Preprint on filtering genetic variants in cancer

By | September 13, 2017

Our recent work with Erik Knudsen on variant calling in tumors is now on bioRxiv. The paper introduces a new approach for analyzing genetic variants called from next-gen sequencing of tumors. A key challenge in such sequencing is spurious variants calls, particularly when sequencing tumors that have been xenografted into mice. We introduce and characterize a simple BLAST-based algorithm for removing spurious calls caused by mouse contamination or paralogs in the genome. This algorithm is as effective as much more computationally or bioinformatically intense approaches. Our testing also revealed biases that may be introduced by commonly used variant callers, an important caution for the community. Congratulations Brian!

Paper on genetic adaptation in Siberians published

By | September 13, 2017

Our collaborative paper with Michael Hammer on polygenic adaptation in Siberians has been published in MBE. In the paper, we develop a comprehensive model of the join demographic history of Europeans, East Asians, and Siberians. We then use that model as a null model to scan for gene sets enriched in signatures of population-specific adaptation. Three of our hit gene sets are related to diet, particularly fat metabolism, consistent with adaptation to a fat-rich animal diet. Congratulations Benson! (Also thank you to co-author Ludmila Osipova for the accompanying photo.)

Tenured

By | May 1, 2017

Ryan is please to announce that he has been promoted to Associate Professor with tenure.

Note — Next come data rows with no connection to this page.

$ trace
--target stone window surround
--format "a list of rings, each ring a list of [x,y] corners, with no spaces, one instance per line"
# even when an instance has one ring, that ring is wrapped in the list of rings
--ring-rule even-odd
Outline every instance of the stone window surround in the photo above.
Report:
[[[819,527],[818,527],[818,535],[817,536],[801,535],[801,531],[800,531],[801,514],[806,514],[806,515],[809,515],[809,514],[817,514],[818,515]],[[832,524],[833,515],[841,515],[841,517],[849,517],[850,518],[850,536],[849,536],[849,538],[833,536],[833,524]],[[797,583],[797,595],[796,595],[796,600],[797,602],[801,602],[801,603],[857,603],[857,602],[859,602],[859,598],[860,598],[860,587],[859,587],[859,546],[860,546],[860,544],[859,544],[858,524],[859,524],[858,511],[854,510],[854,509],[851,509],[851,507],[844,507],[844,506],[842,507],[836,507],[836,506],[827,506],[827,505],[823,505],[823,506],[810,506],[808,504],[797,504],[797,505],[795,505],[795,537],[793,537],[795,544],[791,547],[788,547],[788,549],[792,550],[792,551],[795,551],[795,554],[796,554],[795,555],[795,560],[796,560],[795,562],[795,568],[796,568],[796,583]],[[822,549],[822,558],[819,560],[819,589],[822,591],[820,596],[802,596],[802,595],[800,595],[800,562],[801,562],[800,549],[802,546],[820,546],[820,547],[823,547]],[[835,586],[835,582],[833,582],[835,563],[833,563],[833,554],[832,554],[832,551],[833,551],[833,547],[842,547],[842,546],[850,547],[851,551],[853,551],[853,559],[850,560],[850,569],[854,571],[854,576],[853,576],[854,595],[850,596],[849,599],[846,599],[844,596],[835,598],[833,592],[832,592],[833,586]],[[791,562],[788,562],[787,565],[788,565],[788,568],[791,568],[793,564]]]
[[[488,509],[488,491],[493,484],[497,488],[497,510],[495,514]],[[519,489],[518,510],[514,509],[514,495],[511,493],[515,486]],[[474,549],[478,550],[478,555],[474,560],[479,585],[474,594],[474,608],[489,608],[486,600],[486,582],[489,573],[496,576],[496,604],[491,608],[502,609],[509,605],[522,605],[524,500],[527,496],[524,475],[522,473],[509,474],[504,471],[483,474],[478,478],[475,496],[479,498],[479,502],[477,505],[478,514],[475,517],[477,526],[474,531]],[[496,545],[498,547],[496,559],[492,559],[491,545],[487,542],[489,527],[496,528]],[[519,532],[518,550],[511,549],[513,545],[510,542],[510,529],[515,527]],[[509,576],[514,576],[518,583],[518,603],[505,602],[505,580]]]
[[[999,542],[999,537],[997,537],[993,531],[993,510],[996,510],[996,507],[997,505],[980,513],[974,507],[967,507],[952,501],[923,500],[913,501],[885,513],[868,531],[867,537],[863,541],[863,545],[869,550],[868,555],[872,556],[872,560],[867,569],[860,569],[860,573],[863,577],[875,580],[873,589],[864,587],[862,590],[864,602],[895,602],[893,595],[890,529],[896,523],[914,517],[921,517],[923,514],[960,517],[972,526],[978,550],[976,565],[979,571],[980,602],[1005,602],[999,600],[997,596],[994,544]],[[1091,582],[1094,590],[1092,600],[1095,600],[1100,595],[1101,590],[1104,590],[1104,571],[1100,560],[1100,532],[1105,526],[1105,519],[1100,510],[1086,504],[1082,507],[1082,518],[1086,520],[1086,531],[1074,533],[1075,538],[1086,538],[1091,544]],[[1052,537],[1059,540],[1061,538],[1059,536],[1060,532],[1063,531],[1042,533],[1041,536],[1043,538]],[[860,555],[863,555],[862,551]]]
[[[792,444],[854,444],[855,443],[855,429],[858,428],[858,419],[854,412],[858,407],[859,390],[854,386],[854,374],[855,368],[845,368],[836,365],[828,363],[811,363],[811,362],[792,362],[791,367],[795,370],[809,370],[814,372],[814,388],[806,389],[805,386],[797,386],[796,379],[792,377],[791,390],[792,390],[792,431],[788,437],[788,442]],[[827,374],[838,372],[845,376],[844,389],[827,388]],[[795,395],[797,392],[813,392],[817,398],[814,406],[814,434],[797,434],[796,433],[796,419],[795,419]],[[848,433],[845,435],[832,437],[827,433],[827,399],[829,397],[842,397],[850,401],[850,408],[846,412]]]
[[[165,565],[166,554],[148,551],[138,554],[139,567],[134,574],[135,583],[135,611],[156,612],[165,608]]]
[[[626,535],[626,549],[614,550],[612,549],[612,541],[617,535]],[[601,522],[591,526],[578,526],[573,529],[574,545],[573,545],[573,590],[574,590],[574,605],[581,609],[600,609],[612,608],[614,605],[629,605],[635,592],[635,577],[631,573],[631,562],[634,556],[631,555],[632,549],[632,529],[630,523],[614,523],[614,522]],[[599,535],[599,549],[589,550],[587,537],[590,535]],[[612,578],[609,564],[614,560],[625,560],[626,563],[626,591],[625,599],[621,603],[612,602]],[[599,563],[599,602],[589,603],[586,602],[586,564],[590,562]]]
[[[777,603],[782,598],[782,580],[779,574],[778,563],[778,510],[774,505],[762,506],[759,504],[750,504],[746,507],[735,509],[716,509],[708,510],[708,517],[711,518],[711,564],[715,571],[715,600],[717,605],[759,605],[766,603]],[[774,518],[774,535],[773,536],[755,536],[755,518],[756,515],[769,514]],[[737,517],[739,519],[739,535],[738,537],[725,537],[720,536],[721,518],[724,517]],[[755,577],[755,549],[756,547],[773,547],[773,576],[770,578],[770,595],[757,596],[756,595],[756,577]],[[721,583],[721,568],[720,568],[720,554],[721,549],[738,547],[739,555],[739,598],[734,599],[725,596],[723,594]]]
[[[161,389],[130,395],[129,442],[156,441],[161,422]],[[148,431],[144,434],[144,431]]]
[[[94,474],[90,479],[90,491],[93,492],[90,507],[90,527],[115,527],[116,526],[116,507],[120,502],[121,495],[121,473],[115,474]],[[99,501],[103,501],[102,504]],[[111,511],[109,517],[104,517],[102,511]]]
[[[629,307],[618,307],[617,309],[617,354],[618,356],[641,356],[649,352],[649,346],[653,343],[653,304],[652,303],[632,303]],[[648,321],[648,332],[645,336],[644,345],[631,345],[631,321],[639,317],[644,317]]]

He gives his heartfelt thanks all his current and former students and postdocs. They truly accomplish the groups’ research, and mentoring them is the best part of his job. He also thanks all his colleagues: within MCB, the University of Arizona, and across the globe. He is thrilled to be part of the vibrant scientific community.

Preprint on demographic history inference

By | February 15, 2017

Population genetic inference based on the statistics of single loci, as summarized in the allele frequency spectrum, is known to be powerful for inferring demographic history. But substantial additional information is carried in two-locus statistics, which additionally capture patterns of linkage disequilibrium (LD). In this work, we developed a novel framework for demographic inference from two-locus statistics, characterized its power, and applied it to Drosophila melanogaster.

We first developed a novel solution of the two-locus diffusion equation, upon which we built a composite-likelihood inference framework. Applying this framework to simulated data, we found that two-locus statistics are substantially more powerful than single-locus statistics. In particular, the depth and duration of a bottleneck are strongly confounded when single-locus statistics are used in inference, but not when two-locus statistics are used. Moreover, two-locus statistics allow diversity-independent estimation of effective population size. We then applied our approach to a Zambia population of D. melanogaster. In this application, we show that two-locus statistics indeed result in much more precise inference of demographic parameters and much more accurate recapitulation of the observed LD decay. Interestingly, we also infer a substantially lower ancestral effective population size for D. melanogaster than previous works.